Wir stellten eine hohe Zinkkonzentration in einer der Speichelproben vor dem Kauen fest. Porciani und Grandini geben an, dass bestimmten Kaugummis Zinkacetat zugesetzt wird. Weitere Forschungsarbeiten bestätigen dies.
Auch wurde in einer der Prä-Speichelproben eine ungewöhnlich hohe Zinnkonzentration festgestellt. Während einige Kaugummis in Alufolie eingewickelt sind, haben wir keine Daten, die darauf hindeuten, dass dies die Ursache sein könnte. Allerdings enthalten viele Zahnpasten oder Mundspülungen Zinnfluorid, ob hier die Ursache der hohen Zinnwerte liegt, konnte nicht nachvollzogen werden.
Aufgrund dieser Informationen sind wir der Meinung, dass die Bestimmung von Zinn und/oder Zink im Speichel nach Kaugummikauen kaum Ergebnisse ergeben kann, die eine zuverlässige Bewertung zulassen.

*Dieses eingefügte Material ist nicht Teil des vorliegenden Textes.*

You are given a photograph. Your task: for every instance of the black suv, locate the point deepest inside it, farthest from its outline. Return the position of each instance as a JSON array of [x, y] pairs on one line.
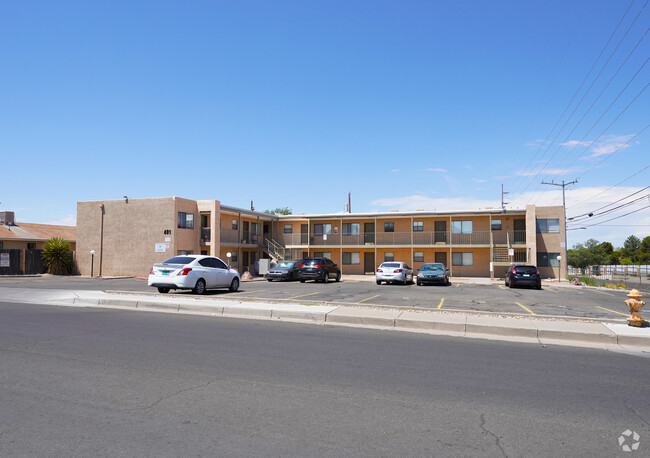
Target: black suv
[[523, 274], [319, 269]]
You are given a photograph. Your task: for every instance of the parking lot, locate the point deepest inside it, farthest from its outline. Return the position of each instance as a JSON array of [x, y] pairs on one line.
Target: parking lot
[[554, 300]]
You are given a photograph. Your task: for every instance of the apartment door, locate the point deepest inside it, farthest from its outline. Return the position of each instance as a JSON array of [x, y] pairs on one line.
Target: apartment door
[[304, 234], [369, 238], [440, 234], [245, 233], [520, 231], [369, 263]]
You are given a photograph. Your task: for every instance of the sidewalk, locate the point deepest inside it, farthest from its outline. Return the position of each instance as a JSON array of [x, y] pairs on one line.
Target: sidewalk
[[517, 328]]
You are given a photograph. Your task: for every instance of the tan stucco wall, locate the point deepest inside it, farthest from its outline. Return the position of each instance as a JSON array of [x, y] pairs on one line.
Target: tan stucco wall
[[130, 232]]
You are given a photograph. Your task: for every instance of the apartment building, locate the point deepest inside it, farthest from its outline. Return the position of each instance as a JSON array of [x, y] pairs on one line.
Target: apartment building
[[130, 235]]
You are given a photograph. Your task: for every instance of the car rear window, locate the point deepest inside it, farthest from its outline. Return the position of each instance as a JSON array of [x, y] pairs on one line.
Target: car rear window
[[179, 260], [526, 269]]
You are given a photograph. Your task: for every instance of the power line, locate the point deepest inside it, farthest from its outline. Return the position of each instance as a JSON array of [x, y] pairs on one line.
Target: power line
[[577, 90], [612, 187], [583, 98]]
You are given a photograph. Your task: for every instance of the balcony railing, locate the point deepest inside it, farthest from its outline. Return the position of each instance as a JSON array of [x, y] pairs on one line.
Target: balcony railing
[[387, 239]]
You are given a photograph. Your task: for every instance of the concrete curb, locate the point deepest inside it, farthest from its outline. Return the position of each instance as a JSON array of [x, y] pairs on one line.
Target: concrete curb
[[541, 330]]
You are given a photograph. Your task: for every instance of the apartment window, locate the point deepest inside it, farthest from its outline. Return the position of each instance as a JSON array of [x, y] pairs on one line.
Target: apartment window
[[462, 259], [322, 229], [461, 227], [185, 220], [323, 254], [547, 259], [545, 226], [351, 228]]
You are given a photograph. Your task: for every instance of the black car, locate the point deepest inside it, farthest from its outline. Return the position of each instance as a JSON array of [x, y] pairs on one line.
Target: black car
[[283, 270], [523, 274], [319, 269]]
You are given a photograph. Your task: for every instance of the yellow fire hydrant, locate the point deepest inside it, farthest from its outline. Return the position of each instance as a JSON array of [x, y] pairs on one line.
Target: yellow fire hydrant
[[635, 303]]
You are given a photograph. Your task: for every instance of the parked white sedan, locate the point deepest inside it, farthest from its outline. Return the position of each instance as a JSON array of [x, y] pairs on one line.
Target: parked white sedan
[[196, 272], [395, 272]]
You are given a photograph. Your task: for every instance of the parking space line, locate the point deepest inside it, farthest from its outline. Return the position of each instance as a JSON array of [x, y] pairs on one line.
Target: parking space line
[[525, 308], [302, 295], [367, 299], [613, 311]]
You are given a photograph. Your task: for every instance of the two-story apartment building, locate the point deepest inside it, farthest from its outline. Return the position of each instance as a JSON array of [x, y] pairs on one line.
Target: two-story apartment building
[[128, 236]]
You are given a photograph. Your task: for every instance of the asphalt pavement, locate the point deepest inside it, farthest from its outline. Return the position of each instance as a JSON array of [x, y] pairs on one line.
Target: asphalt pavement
[[105, 383]]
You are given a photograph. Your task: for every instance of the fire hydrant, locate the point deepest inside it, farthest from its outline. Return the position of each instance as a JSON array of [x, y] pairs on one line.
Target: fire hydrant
[[635, 303]]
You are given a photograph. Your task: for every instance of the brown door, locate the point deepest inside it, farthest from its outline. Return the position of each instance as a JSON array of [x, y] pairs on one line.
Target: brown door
[[440, 234], [369, 262]]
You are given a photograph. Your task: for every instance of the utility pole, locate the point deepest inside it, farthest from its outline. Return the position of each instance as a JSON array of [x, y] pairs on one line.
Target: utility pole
[[564, 185]]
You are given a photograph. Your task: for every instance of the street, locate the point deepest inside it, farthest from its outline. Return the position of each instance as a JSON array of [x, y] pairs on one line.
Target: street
[[93, 382], [551, 300]]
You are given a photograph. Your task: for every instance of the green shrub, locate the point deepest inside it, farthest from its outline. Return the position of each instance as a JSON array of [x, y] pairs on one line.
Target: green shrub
[[57, 257]]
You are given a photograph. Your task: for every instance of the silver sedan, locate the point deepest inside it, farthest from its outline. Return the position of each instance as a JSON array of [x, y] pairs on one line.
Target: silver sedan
[[394, 272]]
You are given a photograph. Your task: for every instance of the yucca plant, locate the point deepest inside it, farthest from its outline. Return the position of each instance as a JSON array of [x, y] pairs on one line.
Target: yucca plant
[[56, 256]]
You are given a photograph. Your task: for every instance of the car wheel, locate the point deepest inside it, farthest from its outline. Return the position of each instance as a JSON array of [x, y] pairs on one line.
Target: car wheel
[[199, 288]]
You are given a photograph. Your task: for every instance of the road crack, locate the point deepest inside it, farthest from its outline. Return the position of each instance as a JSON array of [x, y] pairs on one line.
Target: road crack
[[496, 438]]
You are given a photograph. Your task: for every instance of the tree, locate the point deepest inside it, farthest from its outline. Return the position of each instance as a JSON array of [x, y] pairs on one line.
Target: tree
[[279, 211], [57, 257]]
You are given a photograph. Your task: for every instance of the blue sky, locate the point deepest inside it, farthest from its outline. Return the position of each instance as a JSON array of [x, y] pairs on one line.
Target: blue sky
[[406, 105]]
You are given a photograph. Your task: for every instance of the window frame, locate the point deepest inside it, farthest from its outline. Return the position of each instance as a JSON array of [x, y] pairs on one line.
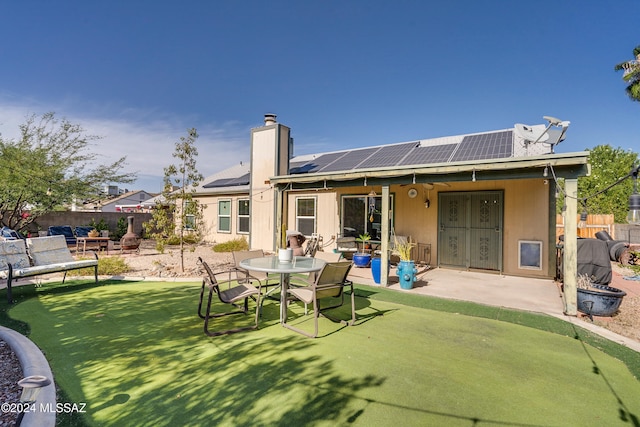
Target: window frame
[[240, 216], [220, 216], [314, 217]]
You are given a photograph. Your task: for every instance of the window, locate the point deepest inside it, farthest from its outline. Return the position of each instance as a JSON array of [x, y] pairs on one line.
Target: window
[[243, 216], [362, 214], [224, 216], [189, 216], [306, 215], [530, 254]]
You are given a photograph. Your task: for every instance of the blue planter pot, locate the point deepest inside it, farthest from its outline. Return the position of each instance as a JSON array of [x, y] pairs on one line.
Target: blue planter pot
[[376, 270], [361, 260], [407, 274]]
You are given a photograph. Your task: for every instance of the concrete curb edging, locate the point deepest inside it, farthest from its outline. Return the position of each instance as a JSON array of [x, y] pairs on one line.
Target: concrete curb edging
[[33, 362]]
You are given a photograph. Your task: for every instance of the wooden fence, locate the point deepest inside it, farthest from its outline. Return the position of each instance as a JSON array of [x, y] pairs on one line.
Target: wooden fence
[[593, 224]]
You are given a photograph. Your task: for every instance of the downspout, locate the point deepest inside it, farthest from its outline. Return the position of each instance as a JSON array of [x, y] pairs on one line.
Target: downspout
[[278, 217], [384, 256], [570, 261]]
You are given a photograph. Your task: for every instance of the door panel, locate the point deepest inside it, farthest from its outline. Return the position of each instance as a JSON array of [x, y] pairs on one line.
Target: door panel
[[452, 237], [470, 232]]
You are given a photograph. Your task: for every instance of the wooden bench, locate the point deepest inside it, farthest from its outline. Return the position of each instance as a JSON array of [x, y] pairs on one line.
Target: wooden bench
[[37, 256]]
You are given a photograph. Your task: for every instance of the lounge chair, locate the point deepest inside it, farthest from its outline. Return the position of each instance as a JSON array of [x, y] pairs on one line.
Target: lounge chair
[[229, 291], [330, 283]]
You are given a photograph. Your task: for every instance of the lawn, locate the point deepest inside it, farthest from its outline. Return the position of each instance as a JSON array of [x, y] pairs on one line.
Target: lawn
[[136, 354]]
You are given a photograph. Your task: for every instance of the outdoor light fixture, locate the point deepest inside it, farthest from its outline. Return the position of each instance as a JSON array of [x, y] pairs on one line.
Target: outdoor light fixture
[[583, 218], [31, 387], [633, 217]]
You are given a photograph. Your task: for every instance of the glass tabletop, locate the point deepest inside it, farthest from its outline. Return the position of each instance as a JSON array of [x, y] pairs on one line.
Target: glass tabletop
[[272, 264]]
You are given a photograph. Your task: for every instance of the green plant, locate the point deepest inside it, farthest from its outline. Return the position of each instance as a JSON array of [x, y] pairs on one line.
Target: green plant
[[239, 244], [107, 266], [121, 228], [403, 248], [364, 237]]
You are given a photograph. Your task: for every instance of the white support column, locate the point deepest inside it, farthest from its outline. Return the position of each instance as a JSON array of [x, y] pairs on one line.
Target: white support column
[[570, 260], [384, 249]]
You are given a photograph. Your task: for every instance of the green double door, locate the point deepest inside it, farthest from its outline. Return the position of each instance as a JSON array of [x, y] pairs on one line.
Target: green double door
[[470, 229]]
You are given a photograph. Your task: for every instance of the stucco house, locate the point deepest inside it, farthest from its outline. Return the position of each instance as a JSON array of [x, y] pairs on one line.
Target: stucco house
[[483, 201]]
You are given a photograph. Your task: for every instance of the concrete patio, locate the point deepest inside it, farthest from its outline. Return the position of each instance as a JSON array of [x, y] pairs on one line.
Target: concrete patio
[[520, 293]]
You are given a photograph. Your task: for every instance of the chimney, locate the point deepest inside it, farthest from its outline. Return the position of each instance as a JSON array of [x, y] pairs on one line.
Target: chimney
[[269, 119]]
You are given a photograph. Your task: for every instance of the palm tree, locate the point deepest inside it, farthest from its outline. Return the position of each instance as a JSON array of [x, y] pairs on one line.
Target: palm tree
[[632, 75]]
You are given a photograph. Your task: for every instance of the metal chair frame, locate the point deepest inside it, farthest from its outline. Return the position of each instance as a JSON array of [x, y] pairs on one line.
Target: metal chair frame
[[234, 293]]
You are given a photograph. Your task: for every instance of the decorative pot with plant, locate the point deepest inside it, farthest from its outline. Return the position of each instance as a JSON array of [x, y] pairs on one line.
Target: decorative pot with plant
[[406, 267], [362, 259], [597, 300]]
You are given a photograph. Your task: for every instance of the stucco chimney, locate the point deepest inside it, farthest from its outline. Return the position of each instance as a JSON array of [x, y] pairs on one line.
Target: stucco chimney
[[269, 119]]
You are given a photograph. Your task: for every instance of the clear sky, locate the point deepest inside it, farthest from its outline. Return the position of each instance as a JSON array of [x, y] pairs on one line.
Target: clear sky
[[340, 73]]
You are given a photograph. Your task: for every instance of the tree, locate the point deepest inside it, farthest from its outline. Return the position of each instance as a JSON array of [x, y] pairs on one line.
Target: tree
[[48, 167], [631, 74], [608, 165], [177, 211]]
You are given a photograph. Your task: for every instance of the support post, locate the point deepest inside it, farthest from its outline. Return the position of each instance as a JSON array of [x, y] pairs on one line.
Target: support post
[[384, 227], [570, 260]]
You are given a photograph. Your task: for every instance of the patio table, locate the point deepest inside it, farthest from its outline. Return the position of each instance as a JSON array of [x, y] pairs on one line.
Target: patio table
[[272, 264]]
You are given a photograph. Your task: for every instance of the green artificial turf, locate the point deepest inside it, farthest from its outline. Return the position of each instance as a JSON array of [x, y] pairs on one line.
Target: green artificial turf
[[136, 354]]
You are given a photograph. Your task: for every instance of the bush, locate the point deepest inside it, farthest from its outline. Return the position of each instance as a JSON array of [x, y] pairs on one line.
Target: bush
[[107, 266], [239, 244]]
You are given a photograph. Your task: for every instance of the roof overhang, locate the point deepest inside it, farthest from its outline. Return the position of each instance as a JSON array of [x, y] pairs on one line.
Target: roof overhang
[[565, 165]]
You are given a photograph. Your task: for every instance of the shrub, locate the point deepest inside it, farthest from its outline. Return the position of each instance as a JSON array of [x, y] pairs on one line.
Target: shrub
[[107, 266], [239, 244]]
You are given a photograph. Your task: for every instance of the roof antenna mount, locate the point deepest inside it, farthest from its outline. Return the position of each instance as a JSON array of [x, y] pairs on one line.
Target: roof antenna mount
[[552, 134]]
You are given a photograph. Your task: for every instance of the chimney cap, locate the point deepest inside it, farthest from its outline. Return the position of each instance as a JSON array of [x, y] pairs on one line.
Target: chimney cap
[[269, 119]]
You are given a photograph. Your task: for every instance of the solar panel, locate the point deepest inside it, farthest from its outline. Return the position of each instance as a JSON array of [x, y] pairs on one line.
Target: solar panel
[[229, 182], [349, 160], [390, 155], [432, 154], [494, 145]]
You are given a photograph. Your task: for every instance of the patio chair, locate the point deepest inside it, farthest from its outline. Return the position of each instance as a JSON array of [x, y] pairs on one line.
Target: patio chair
[[229, 291], [326, 257], [330, 283]]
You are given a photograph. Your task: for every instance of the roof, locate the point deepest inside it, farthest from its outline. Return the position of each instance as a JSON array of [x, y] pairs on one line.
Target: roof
[[445, 153], [233, 179]]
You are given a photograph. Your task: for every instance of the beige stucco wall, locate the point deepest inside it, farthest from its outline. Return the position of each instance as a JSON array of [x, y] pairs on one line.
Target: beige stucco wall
[[526, 206]]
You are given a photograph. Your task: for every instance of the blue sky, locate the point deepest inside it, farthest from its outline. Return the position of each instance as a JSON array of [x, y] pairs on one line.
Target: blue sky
[[341, 74]]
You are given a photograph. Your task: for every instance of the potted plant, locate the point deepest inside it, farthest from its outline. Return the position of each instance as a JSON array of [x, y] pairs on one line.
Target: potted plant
[[362, 259], [406, 267], [597, 300]]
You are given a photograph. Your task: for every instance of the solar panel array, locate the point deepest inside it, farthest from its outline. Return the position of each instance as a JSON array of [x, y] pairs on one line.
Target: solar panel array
[[492, 145], [429, 154], [496, 145], [229, 182]]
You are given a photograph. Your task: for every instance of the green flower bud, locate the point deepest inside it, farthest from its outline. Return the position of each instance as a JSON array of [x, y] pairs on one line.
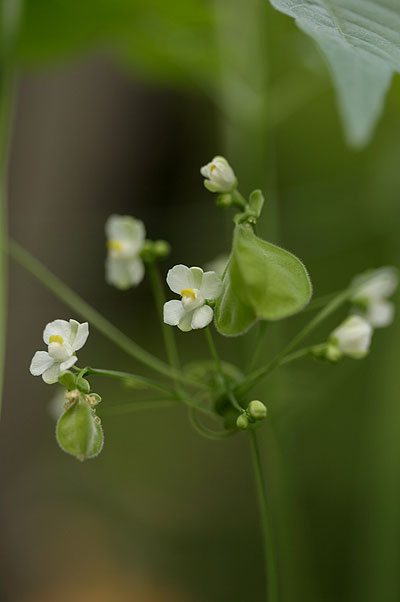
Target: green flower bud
[[257, 410], [78, 430], [82, 384], [242, 422]]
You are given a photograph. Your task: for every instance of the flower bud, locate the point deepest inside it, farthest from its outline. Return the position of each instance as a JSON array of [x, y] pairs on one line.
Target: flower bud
[[257, 410], [219, 175], [242, 422]]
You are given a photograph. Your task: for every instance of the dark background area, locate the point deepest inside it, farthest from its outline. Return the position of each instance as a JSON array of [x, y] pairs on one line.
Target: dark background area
[[162, 514]]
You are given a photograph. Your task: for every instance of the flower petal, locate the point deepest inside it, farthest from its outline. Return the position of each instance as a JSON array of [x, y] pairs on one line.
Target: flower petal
[[178, 278], [68, 363], [380, 314], [185, 324], [211, 287], [41, 361], [202, 317], [173, 312], [124, 273], [126, 227], [60, 327], [51, 375], [81, 336]]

Ausführung zur Erkennung eines Schwermetallabriebs aus Amalgamfüllungen:

Wichtig: Zwei Stunden vorher nichts essen, nur trinken lassen, keine Zähne putzen.

Wichtig: Der Patient sollte zwei Stunden vor der Probenentnahme nichts essen und nur Wasser trinken.  Zähneputzen oder die Verwendung von Mundwasser sollte während dieser Zeit nicht stattfinden.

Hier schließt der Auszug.